Хватка была железная. Держал долго, пока глаза у друга не погасли.
Когда дыхание Завьялова выровнялось, отпустил его руки:
– Ну, все?
– Почему ты со мной не пошел?
– Я вернулся за «Макаровым». Только идиот мог пойти на матерого рецидивиста без оружия. Ты потерял осторожность.
– А ты совесть.
– Ладно, можешь ругаться, – миролюбиво сказал Герман. – Я же все понимаю. Обещаю, помогу, чем могу. Ну ты подумай, дурачок, нормально все устроилось. Хорошие деньги будешь получать, у нас в городе зарплата у многих меньше, чем твоя пенсия. А через годик подыщу тебе непыльную работенку.
– Где?
– Придумаю что-нибудь. Ну, все?
– Ладно.

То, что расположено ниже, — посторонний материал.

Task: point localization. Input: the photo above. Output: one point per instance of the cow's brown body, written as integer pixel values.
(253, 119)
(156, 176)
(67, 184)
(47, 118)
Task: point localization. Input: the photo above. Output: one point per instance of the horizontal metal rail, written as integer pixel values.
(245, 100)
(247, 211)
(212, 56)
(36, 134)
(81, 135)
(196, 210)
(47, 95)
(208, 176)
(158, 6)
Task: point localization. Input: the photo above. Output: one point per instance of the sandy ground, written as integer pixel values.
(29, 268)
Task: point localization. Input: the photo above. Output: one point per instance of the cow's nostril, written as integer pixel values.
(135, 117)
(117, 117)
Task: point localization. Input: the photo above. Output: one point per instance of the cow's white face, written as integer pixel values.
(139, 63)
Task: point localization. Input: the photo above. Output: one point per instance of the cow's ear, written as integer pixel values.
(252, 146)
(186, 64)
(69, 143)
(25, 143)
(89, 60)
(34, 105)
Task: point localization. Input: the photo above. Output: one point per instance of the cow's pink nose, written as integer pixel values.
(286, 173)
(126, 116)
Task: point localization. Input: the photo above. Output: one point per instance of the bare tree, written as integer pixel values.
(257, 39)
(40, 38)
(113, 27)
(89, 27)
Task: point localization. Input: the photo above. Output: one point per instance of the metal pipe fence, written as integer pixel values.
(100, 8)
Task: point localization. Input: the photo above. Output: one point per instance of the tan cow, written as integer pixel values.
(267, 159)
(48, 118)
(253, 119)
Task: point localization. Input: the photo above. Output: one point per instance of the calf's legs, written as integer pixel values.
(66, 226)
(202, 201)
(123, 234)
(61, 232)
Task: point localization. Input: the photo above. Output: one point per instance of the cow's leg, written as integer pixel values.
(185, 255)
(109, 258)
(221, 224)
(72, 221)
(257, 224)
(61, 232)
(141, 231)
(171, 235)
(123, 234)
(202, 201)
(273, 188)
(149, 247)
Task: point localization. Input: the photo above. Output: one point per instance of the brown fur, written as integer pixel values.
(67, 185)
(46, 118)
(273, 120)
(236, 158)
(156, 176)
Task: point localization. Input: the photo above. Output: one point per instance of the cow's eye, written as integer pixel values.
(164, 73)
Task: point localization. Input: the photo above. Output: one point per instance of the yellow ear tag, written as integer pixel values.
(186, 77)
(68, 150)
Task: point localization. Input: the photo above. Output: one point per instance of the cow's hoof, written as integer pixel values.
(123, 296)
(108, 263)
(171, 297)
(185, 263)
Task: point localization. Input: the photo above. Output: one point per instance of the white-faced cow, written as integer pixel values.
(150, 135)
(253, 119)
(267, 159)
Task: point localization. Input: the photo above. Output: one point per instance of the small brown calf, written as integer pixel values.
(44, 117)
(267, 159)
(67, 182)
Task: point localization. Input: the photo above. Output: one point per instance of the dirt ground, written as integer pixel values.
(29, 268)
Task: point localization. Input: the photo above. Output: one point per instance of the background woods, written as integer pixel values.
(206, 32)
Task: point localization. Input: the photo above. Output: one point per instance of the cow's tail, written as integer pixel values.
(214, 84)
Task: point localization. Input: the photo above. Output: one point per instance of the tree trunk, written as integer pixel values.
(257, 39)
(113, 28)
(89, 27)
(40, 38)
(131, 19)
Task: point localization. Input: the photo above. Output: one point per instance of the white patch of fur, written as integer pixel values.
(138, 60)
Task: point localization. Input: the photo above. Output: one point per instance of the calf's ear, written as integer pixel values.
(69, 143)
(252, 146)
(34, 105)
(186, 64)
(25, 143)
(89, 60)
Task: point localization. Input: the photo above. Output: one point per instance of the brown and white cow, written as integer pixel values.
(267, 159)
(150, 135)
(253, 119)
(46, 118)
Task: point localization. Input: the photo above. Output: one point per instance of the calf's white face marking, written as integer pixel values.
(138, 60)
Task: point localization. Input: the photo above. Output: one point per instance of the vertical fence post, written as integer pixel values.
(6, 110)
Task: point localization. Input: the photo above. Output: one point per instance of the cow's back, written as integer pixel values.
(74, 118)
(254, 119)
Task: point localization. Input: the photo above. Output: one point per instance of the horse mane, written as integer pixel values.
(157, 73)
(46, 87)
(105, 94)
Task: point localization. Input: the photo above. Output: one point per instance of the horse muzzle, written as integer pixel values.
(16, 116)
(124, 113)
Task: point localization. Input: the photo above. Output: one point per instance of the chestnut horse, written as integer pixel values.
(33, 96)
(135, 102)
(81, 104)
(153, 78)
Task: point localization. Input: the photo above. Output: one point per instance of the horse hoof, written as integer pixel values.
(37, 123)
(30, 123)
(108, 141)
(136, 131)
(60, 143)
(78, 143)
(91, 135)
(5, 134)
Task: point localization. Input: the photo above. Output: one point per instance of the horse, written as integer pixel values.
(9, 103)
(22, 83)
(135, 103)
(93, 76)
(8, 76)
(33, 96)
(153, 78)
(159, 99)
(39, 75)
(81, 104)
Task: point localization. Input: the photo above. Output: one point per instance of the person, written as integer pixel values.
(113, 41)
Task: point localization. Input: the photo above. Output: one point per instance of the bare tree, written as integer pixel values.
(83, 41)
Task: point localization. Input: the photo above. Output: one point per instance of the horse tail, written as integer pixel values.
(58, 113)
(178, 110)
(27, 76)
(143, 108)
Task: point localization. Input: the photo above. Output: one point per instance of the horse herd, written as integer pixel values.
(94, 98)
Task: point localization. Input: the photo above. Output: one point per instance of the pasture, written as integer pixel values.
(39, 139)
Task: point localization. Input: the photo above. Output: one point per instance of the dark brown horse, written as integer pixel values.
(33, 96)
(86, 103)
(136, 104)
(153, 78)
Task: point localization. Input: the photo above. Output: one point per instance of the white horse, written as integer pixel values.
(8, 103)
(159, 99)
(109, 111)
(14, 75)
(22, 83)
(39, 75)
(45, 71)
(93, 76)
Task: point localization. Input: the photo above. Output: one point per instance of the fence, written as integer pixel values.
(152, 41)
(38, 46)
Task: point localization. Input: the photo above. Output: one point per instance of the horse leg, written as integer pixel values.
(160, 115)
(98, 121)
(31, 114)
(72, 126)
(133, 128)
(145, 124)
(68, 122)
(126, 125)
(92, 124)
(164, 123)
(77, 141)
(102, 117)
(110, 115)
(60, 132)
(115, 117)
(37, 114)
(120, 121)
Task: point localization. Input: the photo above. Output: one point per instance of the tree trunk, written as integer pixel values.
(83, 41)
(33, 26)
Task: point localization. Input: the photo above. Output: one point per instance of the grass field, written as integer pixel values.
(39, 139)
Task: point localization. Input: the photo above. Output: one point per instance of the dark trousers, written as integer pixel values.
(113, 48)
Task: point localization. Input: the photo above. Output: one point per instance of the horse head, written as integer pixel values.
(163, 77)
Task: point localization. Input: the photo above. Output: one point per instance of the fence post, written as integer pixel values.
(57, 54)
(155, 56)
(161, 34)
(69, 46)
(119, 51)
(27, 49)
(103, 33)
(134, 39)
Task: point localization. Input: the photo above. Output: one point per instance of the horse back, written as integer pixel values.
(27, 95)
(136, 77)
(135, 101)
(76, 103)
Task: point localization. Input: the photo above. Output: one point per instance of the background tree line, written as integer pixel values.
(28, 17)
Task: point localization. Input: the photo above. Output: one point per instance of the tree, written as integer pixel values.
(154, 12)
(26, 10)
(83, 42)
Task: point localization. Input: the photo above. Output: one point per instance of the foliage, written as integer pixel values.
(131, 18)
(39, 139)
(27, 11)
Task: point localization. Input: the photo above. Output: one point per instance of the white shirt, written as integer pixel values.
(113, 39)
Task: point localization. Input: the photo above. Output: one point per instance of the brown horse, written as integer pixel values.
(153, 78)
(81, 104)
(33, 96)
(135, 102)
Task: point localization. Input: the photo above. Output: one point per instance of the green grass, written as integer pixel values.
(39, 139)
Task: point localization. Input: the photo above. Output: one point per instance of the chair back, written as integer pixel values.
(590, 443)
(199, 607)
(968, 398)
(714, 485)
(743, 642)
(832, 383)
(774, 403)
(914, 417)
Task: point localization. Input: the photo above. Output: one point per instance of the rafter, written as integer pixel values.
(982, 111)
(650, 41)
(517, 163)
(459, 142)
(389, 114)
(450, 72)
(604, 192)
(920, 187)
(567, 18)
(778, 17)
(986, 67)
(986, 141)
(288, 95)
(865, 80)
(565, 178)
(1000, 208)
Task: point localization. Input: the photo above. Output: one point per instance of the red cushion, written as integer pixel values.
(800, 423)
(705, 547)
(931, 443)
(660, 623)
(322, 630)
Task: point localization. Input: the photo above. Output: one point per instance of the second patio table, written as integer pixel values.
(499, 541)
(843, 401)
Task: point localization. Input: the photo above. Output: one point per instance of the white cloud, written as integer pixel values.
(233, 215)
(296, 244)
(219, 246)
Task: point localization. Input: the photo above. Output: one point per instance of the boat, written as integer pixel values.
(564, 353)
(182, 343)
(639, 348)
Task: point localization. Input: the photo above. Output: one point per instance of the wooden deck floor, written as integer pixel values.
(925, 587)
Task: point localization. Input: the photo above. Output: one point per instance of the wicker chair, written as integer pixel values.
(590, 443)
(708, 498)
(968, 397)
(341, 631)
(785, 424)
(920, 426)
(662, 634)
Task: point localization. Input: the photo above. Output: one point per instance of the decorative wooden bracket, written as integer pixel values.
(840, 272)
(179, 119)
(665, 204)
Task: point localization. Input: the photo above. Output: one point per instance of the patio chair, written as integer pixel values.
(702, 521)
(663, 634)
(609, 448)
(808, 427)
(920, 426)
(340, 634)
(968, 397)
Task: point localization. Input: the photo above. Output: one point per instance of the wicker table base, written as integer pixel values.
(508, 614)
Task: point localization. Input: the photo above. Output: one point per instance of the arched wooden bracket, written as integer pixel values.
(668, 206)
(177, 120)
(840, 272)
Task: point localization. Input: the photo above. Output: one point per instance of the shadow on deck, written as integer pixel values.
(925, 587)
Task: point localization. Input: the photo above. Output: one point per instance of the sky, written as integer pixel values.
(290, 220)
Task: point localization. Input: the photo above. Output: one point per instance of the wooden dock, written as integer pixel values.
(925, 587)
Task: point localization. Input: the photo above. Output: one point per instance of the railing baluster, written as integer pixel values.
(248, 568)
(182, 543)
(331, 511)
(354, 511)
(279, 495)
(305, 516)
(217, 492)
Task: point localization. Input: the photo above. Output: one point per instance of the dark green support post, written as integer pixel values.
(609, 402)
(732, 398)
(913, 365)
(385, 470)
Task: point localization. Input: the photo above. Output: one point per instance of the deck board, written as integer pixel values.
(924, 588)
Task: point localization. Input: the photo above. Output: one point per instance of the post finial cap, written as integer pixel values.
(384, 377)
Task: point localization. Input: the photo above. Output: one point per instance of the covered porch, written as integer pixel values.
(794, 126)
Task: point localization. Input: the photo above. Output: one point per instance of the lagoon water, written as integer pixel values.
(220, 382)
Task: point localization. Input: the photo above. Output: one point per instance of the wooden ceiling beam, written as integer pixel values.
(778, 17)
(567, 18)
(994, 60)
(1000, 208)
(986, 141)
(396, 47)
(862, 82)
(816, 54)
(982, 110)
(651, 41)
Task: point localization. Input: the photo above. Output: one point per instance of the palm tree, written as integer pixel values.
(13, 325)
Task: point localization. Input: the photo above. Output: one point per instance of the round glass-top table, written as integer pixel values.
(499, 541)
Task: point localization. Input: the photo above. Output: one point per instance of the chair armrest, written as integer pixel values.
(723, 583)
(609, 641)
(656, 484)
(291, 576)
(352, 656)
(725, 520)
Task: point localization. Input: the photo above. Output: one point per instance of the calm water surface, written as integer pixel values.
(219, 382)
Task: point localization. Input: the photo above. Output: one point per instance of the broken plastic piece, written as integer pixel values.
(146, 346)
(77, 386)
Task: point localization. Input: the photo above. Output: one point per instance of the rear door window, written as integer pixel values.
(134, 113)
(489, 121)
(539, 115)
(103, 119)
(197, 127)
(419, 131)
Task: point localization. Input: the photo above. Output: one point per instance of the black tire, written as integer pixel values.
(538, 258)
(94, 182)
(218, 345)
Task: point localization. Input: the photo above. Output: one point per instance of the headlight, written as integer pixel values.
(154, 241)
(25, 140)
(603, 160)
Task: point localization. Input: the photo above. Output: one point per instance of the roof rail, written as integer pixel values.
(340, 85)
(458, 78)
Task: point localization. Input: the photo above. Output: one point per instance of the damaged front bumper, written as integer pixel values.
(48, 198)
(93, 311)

Мне уже лучше.
– Пойди сдай оружие.
– Черт бы тебя…
– Не беспокойся, он обо мне уже позаботился, – грустно сказал Герман. – Так что ты особо не напрягайся.
Завьялов подумал вдруг, что Горанин никогда не был откровенным до конца. Даже в рассказах о том, как приходилось выкручиваться и приспосабливаться к обстоятельствам, он все равно выглядел героем. Вот, мол, как я могу. А ты не можешь. И сага о любовных похождениях наталкивала на ту же мысль. Понять, что у него на душе, было невозможно. Притом, что каждый его шаг тут же становился известен всему городу, Герман оставался самой большой загадкой в N. И чего он пошел к мэру? Ведь, по слухам, осенью должна была вернуться из-за границы мэрова дочка. Могла бы остаться там, у дедушки – профессора, но почему-то возвращается?